Markenexperten sind sich einig, dass dadurch ein Imageschaden entstanden ist – nicht nur für das Bundesland Tirol, sondern für ganz Österreich. Wie groß der ist, lässt sich so einfach nicht messen – und vor allem nicht so kurzfristig. Auch wird das Ausmaß des Schadens, der sich letztlich in weniger Buchungen und damit Ankünften und Nächtigungen bemisst, davon abhängen, wie viel Öl noch ins Feuer gegossen wird. Deshalb die dringende Empfehlung der Profis, Konflikte, die es gibt in so einer hochkomplexen Sache, wie es eine Pandemiebekämpfung nun einmal ist, nicht auf offener Bühne auszutragen.

Starke Marken

"Beide Marken, sowohl Österreich als auch Tirol, sind in der Tourismuswelt extrem stark", sagt Michael Brandtner im Gespräch mit dem STANDARD. Der in Rohrbachberg im Mühlviertel beheimatete Markenexperte ist seit 25 Jahren im Geschäft. "Bei starken Marken trifft zu, dass sie sehr viel aushalten. Man kann aber auch sehr viel ruinieren", warnt Brandtner.

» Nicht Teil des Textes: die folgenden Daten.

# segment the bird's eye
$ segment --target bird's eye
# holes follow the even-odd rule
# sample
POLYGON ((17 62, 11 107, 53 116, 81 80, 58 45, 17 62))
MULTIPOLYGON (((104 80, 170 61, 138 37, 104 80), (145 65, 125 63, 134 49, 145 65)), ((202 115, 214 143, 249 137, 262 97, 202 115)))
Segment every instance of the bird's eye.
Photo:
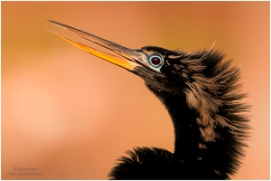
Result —
POLYGON ((151 56, 149 61, 153 67, 159 67, 163 63, 163 59, 159 55, 151 56))

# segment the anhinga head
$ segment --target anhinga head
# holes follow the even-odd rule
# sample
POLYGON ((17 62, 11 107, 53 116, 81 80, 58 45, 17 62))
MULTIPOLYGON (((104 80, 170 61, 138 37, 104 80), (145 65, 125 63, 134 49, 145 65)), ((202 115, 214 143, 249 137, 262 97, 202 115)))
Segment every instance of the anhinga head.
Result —
POLYGON ((236 171, 248 129, 248 119, 242 113, 248 107, 240 102, 246 94, 239 93, 239 69, 231 67, 231 61, 222 62, 224 55, 212 50, 184 52, 155 46, 132 50, 71 26, 50 22, 115 54, 49 30, 56 36, 145 81, 172 116, 175 154, 182 153, 182 163, 185 159, 194 159, 200 165, 206 162, 224 178, 236 171), (189 157, 187 154, 192 156, 189 157))

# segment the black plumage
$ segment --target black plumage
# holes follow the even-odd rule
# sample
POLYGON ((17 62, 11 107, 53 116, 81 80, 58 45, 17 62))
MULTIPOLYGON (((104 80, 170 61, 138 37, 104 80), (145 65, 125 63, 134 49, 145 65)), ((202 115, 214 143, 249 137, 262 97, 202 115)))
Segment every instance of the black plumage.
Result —
POLYGON ((118 159, 112 179, 229 179, 240 166, 248 136, 248 106, 240 69, 219 51, 185 52, 145 46, 131 50, 52 22, 120 57, 66 42, 141 77, 165 106, 174 127, 174 152, 136 148, 118 159), (102 55, 100 54, 102 53, 102 55))

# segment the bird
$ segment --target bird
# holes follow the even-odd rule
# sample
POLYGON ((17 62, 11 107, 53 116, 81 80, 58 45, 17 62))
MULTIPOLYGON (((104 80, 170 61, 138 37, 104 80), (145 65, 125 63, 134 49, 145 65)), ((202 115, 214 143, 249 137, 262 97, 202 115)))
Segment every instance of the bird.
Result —
POLYGON ((109 179, 230 179, 245 157, 250 106, 241 93, 240 68, 221 51, 172 51, 158 46, 129 49, 82 30, 50 23, 113 53, 54 31, 57 37, 144 80, 167 110, 174 150, 135 147, 117 159, 109 179))

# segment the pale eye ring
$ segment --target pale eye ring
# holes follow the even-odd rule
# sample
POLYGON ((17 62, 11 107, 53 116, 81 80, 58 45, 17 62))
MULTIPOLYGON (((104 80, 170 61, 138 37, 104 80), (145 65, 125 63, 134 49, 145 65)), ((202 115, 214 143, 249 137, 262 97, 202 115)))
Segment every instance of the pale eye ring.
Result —
POLYGON ((161 56, 159 56, 159 55, 153 55, 153 56, 150 56, 149 62, 150 62, 150 64, 153 67, 157 68, 160 65, 162 65, 162 63, 163 63, 163 58, 161 56))

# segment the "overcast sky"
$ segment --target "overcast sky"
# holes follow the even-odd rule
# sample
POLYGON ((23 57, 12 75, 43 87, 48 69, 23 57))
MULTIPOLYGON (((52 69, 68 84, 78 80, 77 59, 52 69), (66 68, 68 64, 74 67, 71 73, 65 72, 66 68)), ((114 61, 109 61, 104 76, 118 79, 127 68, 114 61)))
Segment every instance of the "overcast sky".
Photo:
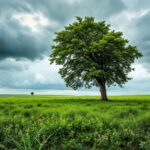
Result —
MULTIPOLYGON (((133 79, 124 88, 109 88, 109 94, 150 94, 149 0, 0 0, 0 94, 72 92, 48 56, 54 32, 75 16, 106 20, 144 54, 129 75, 133 79)), ((85 93, 92 92, 99 94, 96 88, 85 93)))

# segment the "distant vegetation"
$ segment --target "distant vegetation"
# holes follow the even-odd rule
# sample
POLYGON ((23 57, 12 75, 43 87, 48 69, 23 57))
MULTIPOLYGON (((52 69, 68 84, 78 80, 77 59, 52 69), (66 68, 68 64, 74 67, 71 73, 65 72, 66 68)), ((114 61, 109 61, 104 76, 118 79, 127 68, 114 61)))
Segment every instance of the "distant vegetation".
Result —
POLYGON ((0 149, 150 149, 150 96, 98 99, 1 96, 0 149))

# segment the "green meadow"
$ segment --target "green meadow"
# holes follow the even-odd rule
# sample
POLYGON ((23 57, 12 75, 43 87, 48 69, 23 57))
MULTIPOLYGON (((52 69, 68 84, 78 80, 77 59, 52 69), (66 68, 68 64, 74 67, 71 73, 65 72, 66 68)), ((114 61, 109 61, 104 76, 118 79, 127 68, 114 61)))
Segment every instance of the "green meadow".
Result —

Die Außensicht auf den Konflikt um das Corona-Management sei jedenfalls verheerend. "Wien ist Verlierer, weil es Leadership vermissen lässt, Tirol ist Verlierer, weil es medial auf ein zweites Ischgl zusteuert. Das wirklich Gefährliche für Außenstehende ist, dass sich beide gegenseitig schlecht machen", fügt Brandtner hinzu. "Das ist wie in einem Wahlkampf. Wenn sich Politiker gegenseitig anschütten, bleibt im Endeffekt bei der Bevölkerung hängen: Alle Politiker sind "Idioten". Insofern färbe der aktuelle Streit negativ auf das ganze Land ab.

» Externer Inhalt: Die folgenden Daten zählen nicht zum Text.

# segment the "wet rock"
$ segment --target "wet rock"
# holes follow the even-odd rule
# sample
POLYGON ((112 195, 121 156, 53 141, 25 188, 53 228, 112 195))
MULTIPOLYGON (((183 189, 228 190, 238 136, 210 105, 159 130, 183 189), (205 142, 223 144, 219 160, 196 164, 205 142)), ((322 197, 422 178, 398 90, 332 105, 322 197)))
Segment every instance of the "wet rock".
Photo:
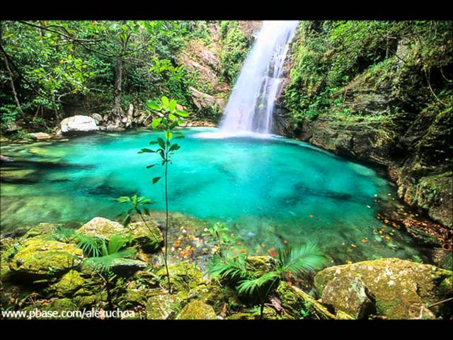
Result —
POLYGON ((311 296, 286 282, 280 282, 277 290, 285 314, 290 319, 299 319, 301 311, 308 313, 309 319, 333 319, 336 316, 311 296))
MULTIPOLYGON (((337 282, 338 297, 350 294, 351 283, 360 278, 375 299, 377 314, 389 319, 419 318, 424 309, 453 295, 453 272, 428 264, 399 259, 380 259, 329 267, 315 276, 315 287, 323 295, 328 285, 337 282), (336 281, 333 281, 334 283, 336 281)), ((345 302, 332 298, 336 308, 345 308, 345 302)), ((442 315, 447 306, 440 305, 430 310, 442 315)))
POLYGON ((52 285, 57 293, 57 296, 63 297, 75 293, 85 283, 85 279, 80 273, 74 270, 71 270, 64 274, 59 281, 52 285))
POLYGON ((28 135, 33 140, 48 140, 52 138, 52 136, 50 135, 45 132, 29 133, 28 135))
POLYGON ((148 265, 139 260, 131 259, 115 259, 112 261, 111 271, 117 275, 130 275, 136 271, 146 268, 148 265))
POLYGON ((114 234, 125 234, 127 231, 122 225, 117 222, 110 221, 104 217, 94 217, 82 225, 76 232, 109 240, 114 234))
POLYGON ((179 314, 183 320, 212 320, 216 317, 212 307, 198 300, 186 305, 179 314))
MULTIPOLYGON (((202 275, 200 269, 195 268, 193 264, 181 261, 168 266, 170 273, 170 283, 171 289, 183 294, 181 297, 186 297, 191 290, 203 283, 202 275)), ((166 271, 165 267, 161 268, 156 275, 161 277, 166 284, 166 271)))
POLYGON ((88 115, 74 115, 64 118, 60 123, 63 135, 76 135, 98 130, 98 125, 93 118, 88 115))
POLYGON ((134 222, 130 223, 127 227, 132 242, 139 244, 147 252, 154 252, 159 249, 164 244, 162 232, 157 225, 151 220, 144 222, 134 222))
POLYGON ((147 319, 166 320, 176 313, 177 302, 176 295, 168 293, 159 293, 151 296, 147 302, 147 319))
POLYGON ((358 278, 350 282, 334 278, 326 285, 321 298, 323 304, 334 306, 355 319, 366 319, 376 312, 373 298, 358 278))
POLYGON ((28 239, 12 259, 11 273, 18 280, 35 281, 58 277, 78 266, 82 250, 74 244, 28 239))

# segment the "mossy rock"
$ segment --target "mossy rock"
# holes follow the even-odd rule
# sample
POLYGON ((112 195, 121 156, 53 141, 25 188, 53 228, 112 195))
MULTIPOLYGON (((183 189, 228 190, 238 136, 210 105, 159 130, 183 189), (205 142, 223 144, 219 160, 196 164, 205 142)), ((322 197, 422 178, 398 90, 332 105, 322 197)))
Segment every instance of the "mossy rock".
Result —
POLYGON ((212 320, 217 319, 212 306, 199 300, 194 300, 181 310, 178 319, 182 320, 212 320))
POLYGON ((112 236, 117 234, 126 235, 127 230, 117 222, 110 221, 104 217, 94 217, 79 228, 76 232, 109 240, 112 236))
POLYGON ((42 238, 49 239, 49 234, 62 225, 55 223, 40 223, 30 229, 24 235, 25 238, 42 238))
POLYGON ((80 276, 78 271, 71 270, 52 288, 55 290, 57 296, 63 297, 77 291, 85 283, 85 281, 86 280, 80 276))
POLYGON ((164 235, 157 225, 151 220, 130 223, 127 230, 133 243, 139 244, 145 251, 152 253, 164 244, 164 235))
POLYGON ((228 286, 206 284, 200 285, 192 289, 186 298, 187 301, 200 300, 212 306, 217 314, 220 314, 224 307, 227 311, 237 311, 242 307, 236 293, 228 286))
MULTIPOLYGON (((348 292, 342 287, 356 278, 374 298, 377 314, 389 319, 430 316, 430 313, 422 312, 428 305, 453 295, 451 271, 394 258, 329 267, 316 275, 314 283, 318 293, 323 295, 326 287, 333 279, 343 280, 345 285, 338 285, 336 294, 346 296, 348 292)), ((334 307, 340 310, 342 305, 334 307)), ((430 310, 440 316, 448 314, 447 309, 443 304, 430 310)))
POLYGON ((34 281, 58 277, 77 266, 82 258, 82 250, 74 244, 33 238, 25 242, 10 267, 15 278, 34 281))
MULTIPOLYGON (((185 261, 169 266, 168 272, 171 289, 178 292, 188 293, 204 282, 200 269, 195 268, 193 264, 185 261)), ((156 275, 166 284, 165 267, 159 269, 156 275)))
POLYGON ((333 319, 335 315, 309 294, 297 287, 281 281, 276 293, 282 302, 282 307, 288 318, 301 319, 304 311, 308 313, 306 319, 333 319))
POLYGON ((174 317, 177 302, 176 295, 160 291, 148 298, 146 305, 147 319, 166 320, 174 317))

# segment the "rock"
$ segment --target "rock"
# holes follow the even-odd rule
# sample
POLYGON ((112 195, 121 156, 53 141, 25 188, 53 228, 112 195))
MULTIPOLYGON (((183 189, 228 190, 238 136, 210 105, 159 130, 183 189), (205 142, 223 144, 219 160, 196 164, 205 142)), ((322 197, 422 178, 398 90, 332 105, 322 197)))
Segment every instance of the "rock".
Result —
POLYGON ((78 266, 82 250, 74 244, 40 239, 27 239, 11 261, 11 273, 21 280, 58 277, 78 266))
POLYGON ((147 302, 147 319, 166 320, 176 312, 177 298, 168 293, 159 294, 150 297, 147 302))
POLYGON ((64 135, 76 135, 98 130, 96 122, 88 115, 74 115, 64 118, 60 123, 60 127, 64 135))
POLYGON ((146 268, 148 265, 139 260, 115 259, 112 261, 111 271, 117 275, 127 276, 146 268))
POLYGON ((182 320, 212 320, 216 318, 212 307, 198 300, 186 305, 179 314, 179 319, 182 320))
MULTIPOLYGON (((349 285, 356 278, 374 298, 377 314, 389 319, 419 318, 427 314, 423 313, 427 305, 453 295, 451 271, 393 258, 329 267, 316 275, 314 284, 323 295, 326 287, 336 281, 336 293, 345 297, 350 294, 349 285)), ((345 308, 345 302, 339 299, 331 298, 330 303, 339 310, 345 308)), ((442 315, 443 308, 445 305, 441 304, 430 310, 442 315)))
POLYGON ((71 270, 64 274, 59 281, 52 285, 57 292, 57 296, 63 297, 75 293, 85 283, 78 271, 71 270))
POLYGON ((101 115, 99 113, 93 113, 91 115, 91 118, 94 119, 94 121, 96 122, 97 125, 99 125, 103 120, 102 115, 101 115))
POLYGON ((369 295, 367 288, 360 278, 345 281, 334 278, 326 285, 321 299, 323 304, 332 305, 355 319, 366 319, 376 312, 373 299, 369 295))
POLYGON ((276 290, 285 314, 290 318, 299 319, 301 311, 307 312, 309 319, 333 319, 335 315, 309 295, 297 287, 282 281, 276 290))
POLYGON ((125 234, 127 231, 117 222, 110 221, 104 217, 94 217, 79 228, 76 232, 109 240, 115 234, 125 234))
MULTIPOLYGON (((203 283, 202 275, 200 269, 188 261, 181 261, 178 264, 168 266, 170 273, 170 284, 171 289, 183 293, 180 296, 187 295, 187 293, 203 283)), ((156 273, 158 276, 163 280, 164 285, 166 283, 166 271, 165 267, 161 268, 156 273)))
POLYGON ((132 242, 139 244, 147 252, 153 252, 164 244, 162 232, 151 220, 130 223, 127 230, 131 234, 132 242))
POLYGON ((5 157, 4 156, 0 154, 0 163, 7 163, 9 162, 13 162, 13 159, 11 158, 5 157))

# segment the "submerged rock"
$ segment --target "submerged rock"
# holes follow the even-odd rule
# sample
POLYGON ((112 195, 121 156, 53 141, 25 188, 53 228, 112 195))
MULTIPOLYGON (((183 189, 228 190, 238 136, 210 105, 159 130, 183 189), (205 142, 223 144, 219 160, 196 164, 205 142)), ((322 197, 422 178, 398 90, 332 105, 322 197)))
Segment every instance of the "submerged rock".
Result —
POLYGON ((126 234, 126 229, 117 222, 104 217, 94 217, 76 231, 78 234, 95 236, 109 240, 115 234, 126 234))
POLYGON ((164 244, 162 232, 151 220, 148 220, 146 224, 144 222, 130 223, 127 230, 132 242, 139 244, 148 252, 156 251, 164 244))
POLYGON ((323 304, 334 306, 355 319, 365 319, 376 312, 373 300, 358 278, 352 281, 334 278, 326 285, 322 294, 323 304), (338 294, 338 292, 342 293, 338 294))
MULTIPOLYGON (((425 312, 428 305, 453 295, 451 271, 393 258, 329 267, 316 275, 314 283, 323 301, 326 297, 335 308, 347 312, 355 304, 344 297, 351 295, 350 285, 357 278, 374 298, 377 314, 389 319, 432 317, 425 312)), ((430 310, 442 315, 447 307, 441 304, 430 310)))
POLYGON ((147 319, 166 320, 176 312, 177 298, 171 294, 159 292, 148 299, 147 302, 147 319))
POLYGON ((56 290, 57 296, 62 297, 77 291, 84 283, 85 279, 77 271, 71 270, 64 274, 59 281, 53 285, 52 288, 56 290))
POLYGON ((89 132, 98 130, 96 122, 88 115, 74 115, 64 118, 60 123, 60 127, 64 135, 89 132))
POLYGON ((27 239, 11 261, 18 279, 33 281, 58 277, 78 266, 82 250, 74 244, 40 239, 27 239))
POLYGON ((199 300, 189 302, 179 314, 179 319, 183 320, 212 320, 216 318, 212 307, 199 300))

"Für Image nicht förderlich"

Für das Image des Landes sei das Vorgefallene "sicher nicht förderlich", meint auch Dieter Scharitzer von der Wirtschaftsuniversität (WU) Wien. Der Markenexperte sieht zwar kurzfristig einen Imageschatten, die Marke Österreich könnte aber schon bald wieder glänzen. "Ich glaube an das Gute", sagt der Professor. "Wenn ich grundsätzlich gerne als Deutscher nach Österreich fahre oder als Wiener nach Tirol, werde ich mich durch solche Scharmützel auch nicht davon abbringen lassen."

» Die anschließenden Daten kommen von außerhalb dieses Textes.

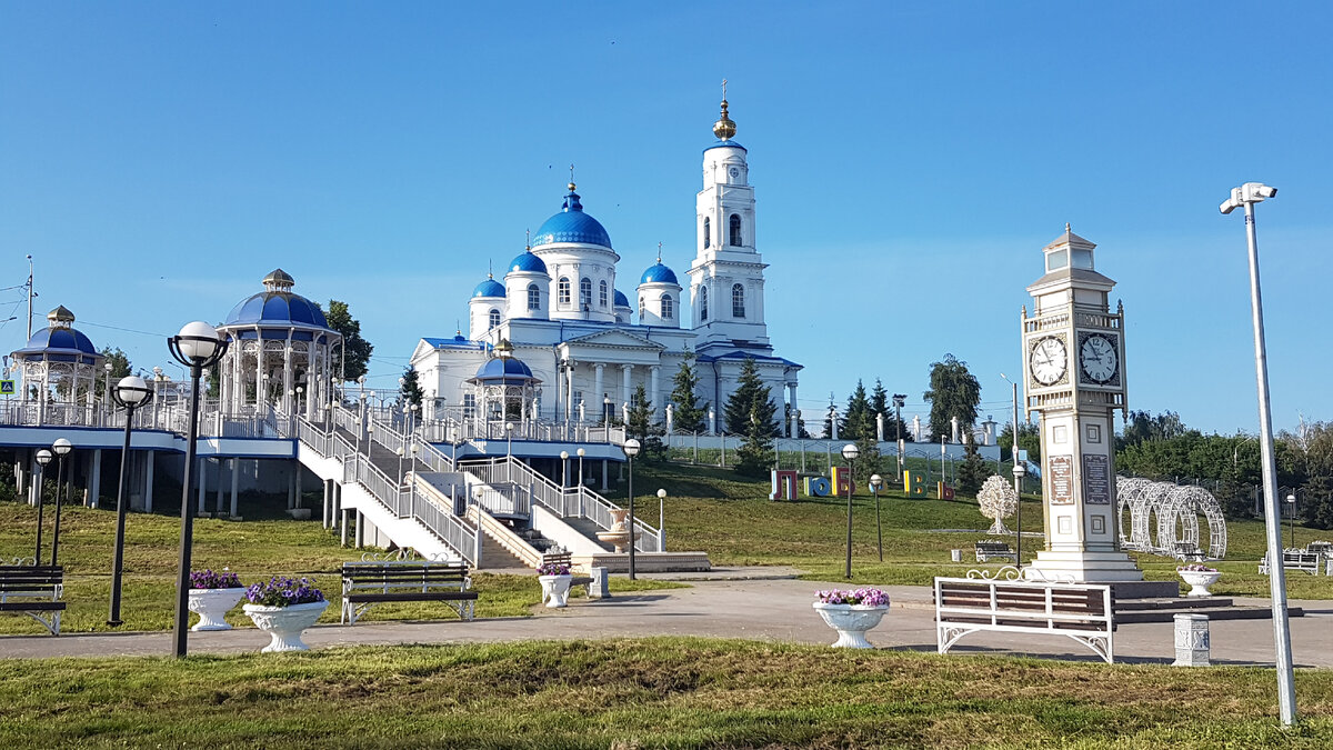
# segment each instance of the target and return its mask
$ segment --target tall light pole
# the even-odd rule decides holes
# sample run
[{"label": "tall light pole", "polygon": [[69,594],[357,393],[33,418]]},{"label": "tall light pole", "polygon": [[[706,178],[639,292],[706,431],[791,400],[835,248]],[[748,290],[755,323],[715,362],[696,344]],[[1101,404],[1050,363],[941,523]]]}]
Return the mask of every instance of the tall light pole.
[{"label": "tall light pole", "polygon": [[[836,424],[836,422],[834,422]],[[856,487],[856,456],[861,455],[861,448],[856,443],[842,446],[842,458],[846,460],[846,573],[845,578],[852,578],[852,488]]]},{"label": "tall light pole", "polygon": [[[65,456],[75,450],[75,444],[64,438],[56,438],[56,442],[51,443],[51,450],[56,454],[56,530],[51,534],[51,567],[55,567],[56,555],[60,554],[60,507],[63,504],[60,500],[64,495],[61,487],[65,482]],[[1292,500],[1294,502],[1296,498]],[[41,565],[41,560],[37,560],[37,565]]]},{"label": "tall light pole", "polygon": [[625,440],[625,458],[629,459],[629,579],[635,579],[635,456],[639,455],[639,440]]},{"label": "tall light pole", "polygon": [[41,483],[43,475],[47,474],[47,464],[51,463],[51,451],[48,448],[41,448],[37,451],[37,483],[35,484],[37,490],[37,551],[32,555],[32,565],[41,565],[41,527],[45,526],[45,504],[41,502]]},{"label": "tall light pole", "polygon": [[1277,195],[1277,188],[1245,183],[1218,207],[1222,214],[1245,207],[1245,239],[1249,244],[1250,318],[1254,326],[1254,378],[1258,390],[1260,455],[1264,476],[1264,528],[1268,536],[1268,585],[1273,598],[1273,645],[1277,655],[1277,703],[1282,723],[1296,723],[1296,681],[1292,669],[1292,630],[1286,618],[1286,570],[1282,559],[1282,527],[1277,499],[1277,466],[1273,458],[1273,416],[1268,402],[1268,352],[1264,346],[1264,300],[1258,283],[1258,238],[1254,204]]},{"label": "tall light pole", "polygon": [[199,380],[204,370],[227,354],[227,339],[217,330],[195,320],[185,323],[179,334],[167,339],[167,348],[176,362],[189,367],[189,432],[185,436],[185,468],[180,482],[180,562],[176,571],[176,625],[172,647],[176,658],[184,658],[189,646],[189,558],[195,543],[195,511],[189,494],[195,480],[195,443],[199,442]]},{"label": "tall light pole", "polygon": [[135,424],[135,408],[143,406],[153,396],[148,383],[139,375],[121,378],[116,383],[113,398],[116,403],[125,408],[125,444],[120,451],[120,484],[116,486],[116,551],[111,559],[111,614],[107,625],[120,627],[120,578],[125,560],[125,475],[129,474],[129,430]]},{"label": "tall light pole", "polygon": [[884,478],[878,474],[870,475],[870,491],[874,492],[874,538],[880,544],[880,562],[884,562],[884,527],[880,526],[880,487]]}]

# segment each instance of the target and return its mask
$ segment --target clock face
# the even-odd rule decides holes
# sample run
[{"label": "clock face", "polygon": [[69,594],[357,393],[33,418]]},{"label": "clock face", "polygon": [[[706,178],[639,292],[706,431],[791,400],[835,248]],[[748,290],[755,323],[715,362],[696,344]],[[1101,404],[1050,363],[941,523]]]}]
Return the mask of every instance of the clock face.
[{"label": "clock face", "polygon": [[1090,334],[1078,347],[1078,366],[1093,383],[1109,383],[1120,368],[1116,343],[1101,334]]},{"label": "clock face", "polygon": [[1028,358],[1028,367],[1032,378],[1042,386],[1053,386],[1065,376],[1069,368],[1069,355],[1065,351],[1065,342],[1054,336],[1041,339],[1032,347],[1032,356]]}]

Zur Erinnerung: 2019, dem Jahr vor Ausbruch der Corona-Pandemie, wurden in Österreich 152,7 Millionen Nächtigungen gezählt, so viele wie noch nie.

Ruf schnell ruiniert

Tourismusforscher Andreas Reiter, der selbst aus Tirol stammt, macht einen Unterschied zwischen Aussagen und Handlungen. "Die verbalen Attacken sind ein rein emotionales Match zwischen Wien und Tirol, das spielt aus Markensicht keine Rolle. Was aber sehr wohl registriert wird, sind die Handlungen bzw. Nichthandlungen bei der Bekämpfung von Corona." Ein Ruf sei jedenfalls schnell ruiniert.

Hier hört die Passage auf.